These factors can be combined into a quadratic factor:
[tex]\[
(x - 3i)(x + 3i) = x^2 + 9
\][/tex]
### Step 2: Divide the polynomial by the quadratic factor
Now, we need to divide the original polynomial [tex]\( P(x) \)[/tex] by [tex]\( x^2 + 9 \)[/tex] to determine the quotient, which should be a cubic polynomial if the division is exact and the remainder is zero.
Perform polynomial long division with [tex]\( P(x) \)[/tex] and [tex]\( x^2 + 9 \)[/tex].

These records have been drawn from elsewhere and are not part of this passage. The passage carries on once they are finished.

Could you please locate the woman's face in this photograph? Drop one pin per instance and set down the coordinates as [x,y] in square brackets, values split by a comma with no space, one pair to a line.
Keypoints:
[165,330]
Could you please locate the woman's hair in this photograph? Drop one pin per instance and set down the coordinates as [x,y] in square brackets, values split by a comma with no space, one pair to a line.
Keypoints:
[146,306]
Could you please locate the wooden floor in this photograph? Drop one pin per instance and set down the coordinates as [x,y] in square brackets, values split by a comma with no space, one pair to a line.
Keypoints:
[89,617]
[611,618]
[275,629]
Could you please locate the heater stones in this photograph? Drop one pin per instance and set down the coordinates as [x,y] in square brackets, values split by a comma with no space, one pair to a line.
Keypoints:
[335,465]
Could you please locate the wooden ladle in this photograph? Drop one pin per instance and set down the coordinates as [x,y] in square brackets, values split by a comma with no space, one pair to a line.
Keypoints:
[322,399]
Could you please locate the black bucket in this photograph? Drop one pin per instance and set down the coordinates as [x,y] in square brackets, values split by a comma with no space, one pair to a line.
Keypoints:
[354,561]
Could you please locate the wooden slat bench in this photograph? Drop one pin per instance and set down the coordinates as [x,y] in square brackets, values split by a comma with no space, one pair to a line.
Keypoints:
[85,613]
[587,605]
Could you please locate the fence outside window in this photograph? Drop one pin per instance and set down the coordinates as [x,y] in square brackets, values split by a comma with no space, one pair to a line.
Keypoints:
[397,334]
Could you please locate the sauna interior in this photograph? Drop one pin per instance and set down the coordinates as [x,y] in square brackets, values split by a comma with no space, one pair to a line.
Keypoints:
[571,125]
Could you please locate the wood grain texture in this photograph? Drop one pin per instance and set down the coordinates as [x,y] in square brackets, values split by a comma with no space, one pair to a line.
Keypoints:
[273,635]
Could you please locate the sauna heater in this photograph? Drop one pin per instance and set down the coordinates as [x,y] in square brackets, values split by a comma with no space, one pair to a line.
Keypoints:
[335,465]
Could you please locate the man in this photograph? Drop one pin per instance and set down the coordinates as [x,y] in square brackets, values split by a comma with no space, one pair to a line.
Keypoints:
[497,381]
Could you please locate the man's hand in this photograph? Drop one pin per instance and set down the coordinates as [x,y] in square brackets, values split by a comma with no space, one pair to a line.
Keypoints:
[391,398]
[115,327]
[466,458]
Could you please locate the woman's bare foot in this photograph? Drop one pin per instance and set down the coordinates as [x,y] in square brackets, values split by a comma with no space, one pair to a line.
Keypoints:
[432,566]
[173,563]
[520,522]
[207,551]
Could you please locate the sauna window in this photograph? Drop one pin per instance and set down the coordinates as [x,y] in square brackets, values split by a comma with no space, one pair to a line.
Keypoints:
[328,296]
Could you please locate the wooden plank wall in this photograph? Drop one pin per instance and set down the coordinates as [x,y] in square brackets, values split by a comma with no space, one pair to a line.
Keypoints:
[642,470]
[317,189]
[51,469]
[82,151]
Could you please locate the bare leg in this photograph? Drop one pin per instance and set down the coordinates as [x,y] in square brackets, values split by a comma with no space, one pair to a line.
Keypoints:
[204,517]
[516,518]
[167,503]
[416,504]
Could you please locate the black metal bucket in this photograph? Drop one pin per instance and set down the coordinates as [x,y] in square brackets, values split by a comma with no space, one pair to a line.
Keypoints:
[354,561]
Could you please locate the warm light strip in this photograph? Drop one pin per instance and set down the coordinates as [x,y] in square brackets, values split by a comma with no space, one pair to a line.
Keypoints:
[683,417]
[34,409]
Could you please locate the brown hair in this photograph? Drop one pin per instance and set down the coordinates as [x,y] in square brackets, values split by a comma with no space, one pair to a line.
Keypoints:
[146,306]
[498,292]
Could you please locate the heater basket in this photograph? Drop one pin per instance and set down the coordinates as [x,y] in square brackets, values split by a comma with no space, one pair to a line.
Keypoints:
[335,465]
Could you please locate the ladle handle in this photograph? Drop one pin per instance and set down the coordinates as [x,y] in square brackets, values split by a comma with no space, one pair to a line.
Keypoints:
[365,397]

### Step 3: Polynomial long division
1. Divide the leading term of [tex]\( P(x) \)[/tex] by the leading term of the divisor:
[tex]\[
\frac{3x^5}{x^2} = 3x^3
\][/tex]
Multiply the whole divisor by this term and subtract from [tex]\( P(x) \)[/tex].
2. Repeat for each term:
- After subtraction, the next term will arise:
[tex]\[
\text{Remaining terms:} -10x^4 + 20x^3 - 60x^2 - 63x + 270
\][/tex]
[tex]\[
\frac{-10x^4}{x^2} = -10x^2
\][/tex]
Multiply and subtract.
- Continue this process:
[tex]\[
\frac{20x^3}{x^2} = 20x \quad \text{and similarly, continue until constant term}
\][/tex]
3. Process until complete:
- Each step reduces the degree of polynomial being divided until you reach a constant remainder (hopefully 0 if exact division).
### Step 4: Check the remainder
The ideal result yields quotient without remainder: [tex]\( 3x^3 - 10x^2 + 20x - 60 \)[/tex].

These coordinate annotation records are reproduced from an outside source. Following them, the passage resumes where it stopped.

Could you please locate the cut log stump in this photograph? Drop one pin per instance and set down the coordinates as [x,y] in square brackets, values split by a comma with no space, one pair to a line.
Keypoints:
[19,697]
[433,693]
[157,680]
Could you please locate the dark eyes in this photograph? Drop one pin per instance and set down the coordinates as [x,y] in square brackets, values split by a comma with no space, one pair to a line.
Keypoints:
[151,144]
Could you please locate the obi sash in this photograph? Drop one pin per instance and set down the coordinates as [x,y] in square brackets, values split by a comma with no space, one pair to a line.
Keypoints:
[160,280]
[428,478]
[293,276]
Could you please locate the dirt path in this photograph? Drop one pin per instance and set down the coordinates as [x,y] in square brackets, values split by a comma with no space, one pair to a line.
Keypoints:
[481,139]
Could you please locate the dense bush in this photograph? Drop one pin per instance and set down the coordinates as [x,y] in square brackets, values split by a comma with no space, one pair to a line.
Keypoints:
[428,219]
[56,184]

### Step 5: Factor the cubic polynomial
The resultant cubic polynomial from the division is then:
[tex]\[ 3x^3 - 10x^2 + 20x - 60 \][/tex]
Attempt factorization or solve by synthetic division or factor theorem for the remaining roots.

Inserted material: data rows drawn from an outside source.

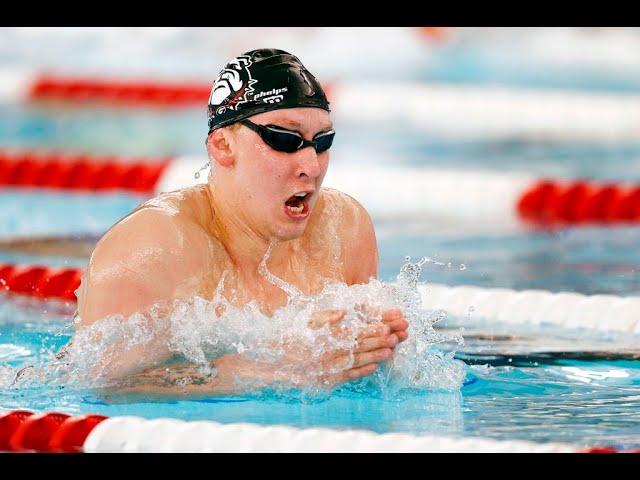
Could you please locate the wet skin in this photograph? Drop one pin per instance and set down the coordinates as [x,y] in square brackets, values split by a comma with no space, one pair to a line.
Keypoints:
[180,244]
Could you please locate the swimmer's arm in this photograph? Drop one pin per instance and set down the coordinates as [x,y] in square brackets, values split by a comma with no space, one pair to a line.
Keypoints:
[150,258]
[230,375]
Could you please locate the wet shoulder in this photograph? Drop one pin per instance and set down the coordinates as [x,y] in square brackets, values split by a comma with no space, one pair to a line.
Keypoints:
[166,229]
[337,204]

Finding roots by trial and testing small integer values (Rational Root Theorem):
- One found root is [tex]\( x = 3 \)[/tex].
Synthetic division or polynomial division further for root [tex]\( x - 3 \)[/tex], simplifying quadratic:
[tex]\[ x^2 + 1 \][/tex]
### Step 6: Final factored form
Fully factorized polynomial [tex]\( P(x) \)[/tex] becomes:
[tex]\[
P(x) = (x - 3i)(x + 3i)(x - 3)(3x^2 + 3)
\][/tex]
To refine factors in simplest linear forms:
[tex]\[
= (x^2 + 9)(x - 3)(3(x^2 + 1))
\][/tex]
So, the polynomial in completely factored form combining linear factors is:
[tex]\[
P(x) = 3(x - 3)(x^2 + 1)(x^2 + 9)
\][/tex]
### Step 1: Recognize complex conjugate pairs
Since the coefficients of the polynomial are real, if [tex]\( 3i \)[/tex] is a zero, then its complex conjugate [tex]\(-3i\)[/tex] must also be a zero. This means that [tex]\( (x - 3i) \)[/tex] and [tex]\( (x + 3i) \)[/tex] are factors of the polynomial.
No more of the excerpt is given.